Le centre Talibou Dabo réclame un service d’orthophonie

Même s’il dispose d’un service d’appareillage et de kinésithérapie, l’absence des orthophonistes pose un problème pour le bon fonctionnement du Centre Talibou Dabo de Grand-Yoff. Hier, lors d’une journée porte ouverte, le directeur dudit centre, Lassana Sidibé, a plaidé pour l’affectation d’orthophonistes pour la prise en charge correcte des enfants handicapés. «Nous n’avons pas de service d’orthophonie. Parce que, les orthophonistes n’existent pas pratiquement au Sénégal. Ce qui fait que nous avons quelques difficultés pour faire certains exercices. C’est des spécialistes qui aident les enfants à bien prononcer les mots. Et d’autres démembrements parce qu’il y a aussi certains enfants qui tiennent mal le stylo. Donc la mise en place de ce service permettrait de régler pas mal de problèmes sur ce plan», lance M. Sidibé. Qui, toutefois, affirme que cela n’impacte pas totalement le fonctionnement du centre. La preuve, pour l’examen du Cfee et de l’Entrée en sixième 2019, le centre a eu 100 % d’admis. Selon lui, le lycée a été construit pour accueillir les enfants handicapés. Malheureusement, le nombre étant très petit, pour l’essentiel, ce sont les enfants des populations de Grand-Yoff qui font les cours au lycée. Pour lui, il suffit juste d’un encadrement, le handicap n’est pas une fatalité, parce qu’il y a des enfants handicapés qui sont passés dans ce centre et qui ont pu réussir à s’insérer dans le monde professionnel. Il soutient que les élèves sont au nombre de 100 et le personnel enseignant est estimé au nombre de 12 sans compter le personnel subalterne.

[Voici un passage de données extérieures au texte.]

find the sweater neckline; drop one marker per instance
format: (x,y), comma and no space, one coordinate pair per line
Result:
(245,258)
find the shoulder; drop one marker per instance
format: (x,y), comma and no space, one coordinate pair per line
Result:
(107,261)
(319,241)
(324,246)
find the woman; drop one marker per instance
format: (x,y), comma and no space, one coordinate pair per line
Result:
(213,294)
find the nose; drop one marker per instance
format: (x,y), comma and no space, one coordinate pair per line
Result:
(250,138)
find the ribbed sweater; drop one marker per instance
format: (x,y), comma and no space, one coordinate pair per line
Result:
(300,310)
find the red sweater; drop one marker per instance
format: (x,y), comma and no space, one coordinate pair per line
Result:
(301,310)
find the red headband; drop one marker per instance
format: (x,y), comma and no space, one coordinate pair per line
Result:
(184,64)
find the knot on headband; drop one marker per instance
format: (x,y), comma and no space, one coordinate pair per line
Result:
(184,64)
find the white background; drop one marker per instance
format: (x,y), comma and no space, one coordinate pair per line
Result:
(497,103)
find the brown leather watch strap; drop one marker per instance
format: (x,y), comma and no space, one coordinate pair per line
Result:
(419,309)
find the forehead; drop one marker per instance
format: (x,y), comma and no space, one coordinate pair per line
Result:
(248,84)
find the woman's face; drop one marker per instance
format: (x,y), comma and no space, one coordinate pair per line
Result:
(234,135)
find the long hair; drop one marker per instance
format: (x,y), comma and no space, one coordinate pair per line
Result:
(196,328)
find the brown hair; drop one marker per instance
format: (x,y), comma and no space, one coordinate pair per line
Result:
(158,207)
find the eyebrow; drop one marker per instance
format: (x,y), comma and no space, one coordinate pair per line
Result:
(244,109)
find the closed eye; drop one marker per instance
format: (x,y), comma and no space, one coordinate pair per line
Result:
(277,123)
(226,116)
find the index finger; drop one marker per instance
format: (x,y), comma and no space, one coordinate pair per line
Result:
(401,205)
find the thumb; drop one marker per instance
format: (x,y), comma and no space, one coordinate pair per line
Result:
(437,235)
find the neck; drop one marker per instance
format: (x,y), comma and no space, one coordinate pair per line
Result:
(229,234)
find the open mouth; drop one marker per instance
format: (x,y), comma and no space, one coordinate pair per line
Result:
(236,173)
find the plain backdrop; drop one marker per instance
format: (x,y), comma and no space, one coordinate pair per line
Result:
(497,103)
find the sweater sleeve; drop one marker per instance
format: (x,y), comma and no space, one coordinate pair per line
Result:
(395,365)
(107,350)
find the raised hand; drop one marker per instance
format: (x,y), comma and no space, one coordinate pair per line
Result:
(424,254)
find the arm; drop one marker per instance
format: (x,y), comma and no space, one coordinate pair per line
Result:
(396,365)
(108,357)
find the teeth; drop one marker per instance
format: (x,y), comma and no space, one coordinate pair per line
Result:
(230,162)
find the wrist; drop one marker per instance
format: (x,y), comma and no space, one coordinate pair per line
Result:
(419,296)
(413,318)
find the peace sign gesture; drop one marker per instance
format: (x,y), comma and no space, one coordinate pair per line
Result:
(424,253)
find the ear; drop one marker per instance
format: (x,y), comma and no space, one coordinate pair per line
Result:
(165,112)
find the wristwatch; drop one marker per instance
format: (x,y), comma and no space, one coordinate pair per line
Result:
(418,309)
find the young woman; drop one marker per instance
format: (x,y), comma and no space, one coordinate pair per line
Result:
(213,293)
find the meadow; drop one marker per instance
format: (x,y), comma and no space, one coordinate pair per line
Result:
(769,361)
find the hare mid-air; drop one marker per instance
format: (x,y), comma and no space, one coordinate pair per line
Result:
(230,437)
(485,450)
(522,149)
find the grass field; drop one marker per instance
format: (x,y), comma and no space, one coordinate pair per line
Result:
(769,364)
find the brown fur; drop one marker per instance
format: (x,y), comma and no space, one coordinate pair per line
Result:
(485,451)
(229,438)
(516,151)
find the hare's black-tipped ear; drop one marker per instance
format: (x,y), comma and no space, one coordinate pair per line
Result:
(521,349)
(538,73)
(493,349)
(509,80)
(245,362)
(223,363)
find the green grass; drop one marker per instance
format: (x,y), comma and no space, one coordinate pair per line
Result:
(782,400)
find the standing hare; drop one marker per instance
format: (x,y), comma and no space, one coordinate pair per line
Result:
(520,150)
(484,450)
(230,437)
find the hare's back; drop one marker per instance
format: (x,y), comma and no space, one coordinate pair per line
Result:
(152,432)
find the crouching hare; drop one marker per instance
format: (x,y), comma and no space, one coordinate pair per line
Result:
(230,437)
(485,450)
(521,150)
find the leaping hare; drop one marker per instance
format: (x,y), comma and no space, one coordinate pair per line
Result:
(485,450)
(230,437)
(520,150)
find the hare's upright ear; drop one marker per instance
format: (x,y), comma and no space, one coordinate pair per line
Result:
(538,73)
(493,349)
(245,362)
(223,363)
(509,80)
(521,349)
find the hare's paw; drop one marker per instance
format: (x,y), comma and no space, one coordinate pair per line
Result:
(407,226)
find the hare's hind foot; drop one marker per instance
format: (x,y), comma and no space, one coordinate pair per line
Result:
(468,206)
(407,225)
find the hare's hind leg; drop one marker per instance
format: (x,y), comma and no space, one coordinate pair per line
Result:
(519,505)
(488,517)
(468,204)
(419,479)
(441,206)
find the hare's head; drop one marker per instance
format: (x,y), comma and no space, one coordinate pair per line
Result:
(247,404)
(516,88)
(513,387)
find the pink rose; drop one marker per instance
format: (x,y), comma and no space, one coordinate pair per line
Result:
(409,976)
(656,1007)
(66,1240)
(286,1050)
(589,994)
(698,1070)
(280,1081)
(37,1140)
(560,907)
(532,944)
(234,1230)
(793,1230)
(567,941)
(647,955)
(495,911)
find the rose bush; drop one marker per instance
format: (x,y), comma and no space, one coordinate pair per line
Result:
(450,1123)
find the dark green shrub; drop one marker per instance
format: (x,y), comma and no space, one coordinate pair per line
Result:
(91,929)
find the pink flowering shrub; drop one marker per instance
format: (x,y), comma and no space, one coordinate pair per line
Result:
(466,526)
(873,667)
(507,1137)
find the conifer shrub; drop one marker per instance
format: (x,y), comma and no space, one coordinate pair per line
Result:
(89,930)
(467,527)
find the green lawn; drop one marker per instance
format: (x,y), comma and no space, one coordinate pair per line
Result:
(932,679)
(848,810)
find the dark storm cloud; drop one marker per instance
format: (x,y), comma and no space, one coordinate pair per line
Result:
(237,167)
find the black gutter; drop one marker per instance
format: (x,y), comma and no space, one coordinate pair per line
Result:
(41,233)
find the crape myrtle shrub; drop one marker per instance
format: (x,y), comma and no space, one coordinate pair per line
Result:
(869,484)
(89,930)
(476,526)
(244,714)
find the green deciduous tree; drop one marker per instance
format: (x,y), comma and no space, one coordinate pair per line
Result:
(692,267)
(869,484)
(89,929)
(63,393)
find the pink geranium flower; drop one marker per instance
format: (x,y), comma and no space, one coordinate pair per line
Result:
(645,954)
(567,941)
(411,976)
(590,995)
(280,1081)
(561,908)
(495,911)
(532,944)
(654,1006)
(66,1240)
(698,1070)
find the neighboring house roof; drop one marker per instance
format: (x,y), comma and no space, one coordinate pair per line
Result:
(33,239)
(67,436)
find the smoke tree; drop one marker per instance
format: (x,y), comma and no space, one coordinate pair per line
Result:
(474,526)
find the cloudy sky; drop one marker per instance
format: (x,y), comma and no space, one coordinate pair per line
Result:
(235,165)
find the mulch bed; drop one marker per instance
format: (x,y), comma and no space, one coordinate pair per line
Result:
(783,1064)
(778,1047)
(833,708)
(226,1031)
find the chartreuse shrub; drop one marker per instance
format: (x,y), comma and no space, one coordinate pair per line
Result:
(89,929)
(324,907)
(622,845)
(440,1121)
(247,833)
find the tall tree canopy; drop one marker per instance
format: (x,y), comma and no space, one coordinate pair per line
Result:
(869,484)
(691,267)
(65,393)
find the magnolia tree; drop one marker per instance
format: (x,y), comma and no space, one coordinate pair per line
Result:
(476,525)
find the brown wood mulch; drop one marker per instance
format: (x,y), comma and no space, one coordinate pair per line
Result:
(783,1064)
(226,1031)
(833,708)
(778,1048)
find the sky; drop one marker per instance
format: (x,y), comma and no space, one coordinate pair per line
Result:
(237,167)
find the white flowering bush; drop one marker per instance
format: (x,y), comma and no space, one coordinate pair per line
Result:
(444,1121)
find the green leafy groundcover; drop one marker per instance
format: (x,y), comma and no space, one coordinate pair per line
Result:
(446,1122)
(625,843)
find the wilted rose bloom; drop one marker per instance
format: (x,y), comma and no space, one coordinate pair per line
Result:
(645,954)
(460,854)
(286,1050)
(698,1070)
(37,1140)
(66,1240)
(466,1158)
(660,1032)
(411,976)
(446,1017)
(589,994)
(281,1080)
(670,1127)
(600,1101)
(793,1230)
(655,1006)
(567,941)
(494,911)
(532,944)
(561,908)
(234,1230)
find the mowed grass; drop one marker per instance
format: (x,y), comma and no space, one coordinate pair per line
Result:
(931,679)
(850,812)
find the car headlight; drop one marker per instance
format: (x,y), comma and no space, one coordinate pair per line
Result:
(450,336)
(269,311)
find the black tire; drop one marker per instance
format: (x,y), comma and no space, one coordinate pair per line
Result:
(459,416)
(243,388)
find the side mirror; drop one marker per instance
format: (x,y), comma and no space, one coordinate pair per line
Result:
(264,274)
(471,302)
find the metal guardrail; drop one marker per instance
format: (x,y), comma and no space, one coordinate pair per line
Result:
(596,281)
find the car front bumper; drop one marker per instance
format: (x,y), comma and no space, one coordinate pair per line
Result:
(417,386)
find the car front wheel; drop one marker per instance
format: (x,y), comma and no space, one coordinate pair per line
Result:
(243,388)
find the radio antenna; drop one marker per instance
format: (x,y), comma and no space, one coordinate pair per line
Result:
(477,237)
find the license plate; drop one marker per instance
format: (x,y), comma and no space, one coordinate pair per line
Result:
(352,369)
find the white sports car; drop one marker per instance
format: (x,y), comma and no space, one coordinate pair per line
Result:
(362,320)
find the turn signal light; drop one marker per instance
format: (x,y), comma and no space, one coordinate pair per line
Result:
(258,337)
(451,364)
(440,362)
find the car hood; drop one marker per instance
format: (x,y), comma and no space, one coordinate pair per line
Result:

S’agissant des critères d’accès au centre, Lassana Sidibé déclare que le premier concerne l’âge, parce qu’il arrivait auparavant de voir des enfants âgés de 22 ans qui font le Cem2 et 18 ans le Cp. Mais la commission chargée de sélectionner les pensionnaires composée de psychologues, de neurologues, de pédiatres, d’éducateurs sociaux spécialisés etc. a été réactivée pour faire baisser l’âge d’admission au centre. La deuxième condition, avance-t-il, il faut être atteint d’infirmité motrice soit ce sont les pieds qui ne marchent pas ou les mains. Et la dernière, il faut que l’enfant présente une infirmité motrice cérébrale.